Baseball America was first published in 1981, so the magazine has gotten a chance to follow and celebrate the careers of baseball fathers and sons for years, but we’re in an especially fertile time for prodigies who are progeny.

Heading into 2018, as many of four of the top 10 prospects on our Top 100 Prospects ranking will be the sons of former minor leaguers or big leaguers.

As we determine the Top 100 Prospects list, one of the questions we will answer is whether Blue Jays third baseman Vladimir Guerrero Jr. can equal his father’s No. 2 ranking on the 1997 Baseball America Top 100 Prospects list. It will be another couple of decades before we’ll know if he can match his father’s Hall of Fame-caliber career, but there’s no doubt that the Guerreros are already the best father-son prospects of the BA era.

Blue Jays shortstop Bo Bichette will also rank very high on the upcoming Top 100. Bichette is already a better prospect than his  father, long-time Rockies outfielder Dante Bichette.

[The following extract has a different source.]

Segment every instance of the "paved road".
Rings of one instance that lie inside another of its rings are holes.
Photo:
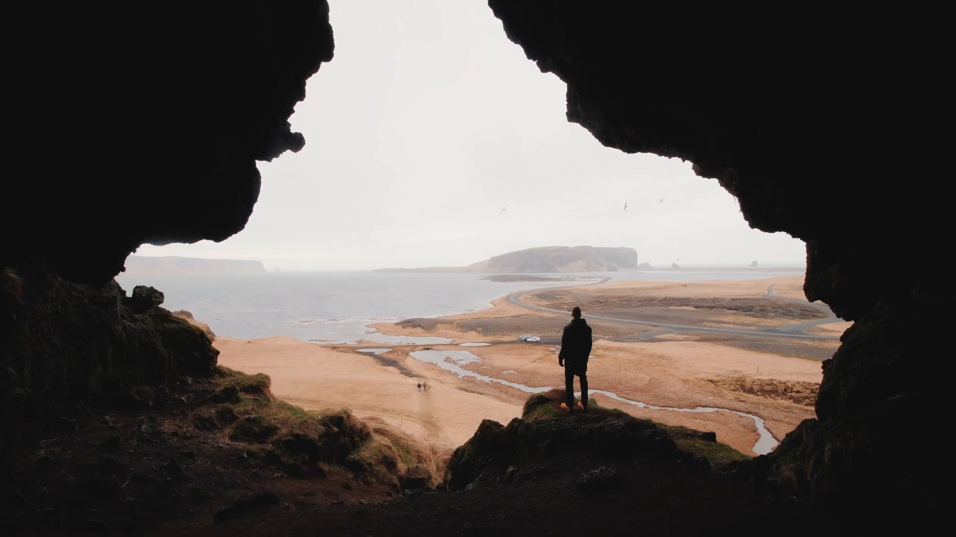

But the elder Bichette can point out that he never got a chance to crack a Top 100. Our first Top 100 wasn’t announced until 1990. Bichette was the No. 4 prospect in the California Angels’ system before the 1989 season.

In fact, Dante Bichette ranked one spot ahead of righthander (and future Marlins closer) Bryan Harvey on that Angels’ Top 10. Now Bryan Harvey’s son Hunter, a righthander for the Orioles, has already made one Top 100 (No. 68 in 2014) and could crack it again if he can show he can stay healthy after a string of injury issues.

Ronald Acuna’s father Ron, an outfielder, didn’t ever make a top 10, but he did play more than a decade in the minors. The younger Acuna has already exceeded his father as a prospect, something his Top 100 Prospects ranking will only solidify.

Padres shortstop Fernando Tatis Jr. skyrocketed up our rankings with a breakout season in 2017. His father Fernando Sr. never made a Top 100, but he did rank No. 2 for the Rangers in 1997.

Those four are among the top prospects in all of baseball, but they aren’t the only notable sons. Twins shortstop Nick Gordon is looking to make his fourth Top 100. His half-brother Dee peaked at No. 26 on the 2011 list. Like the Bichettes, father Tom can’t compare Top 100 rankings. Tom would have ranked high in 1989, when he ranked fourth among all righthanded pitching prospects—but we at BA were one year away from turning position rankings into a full-blown Top 100 Prospects.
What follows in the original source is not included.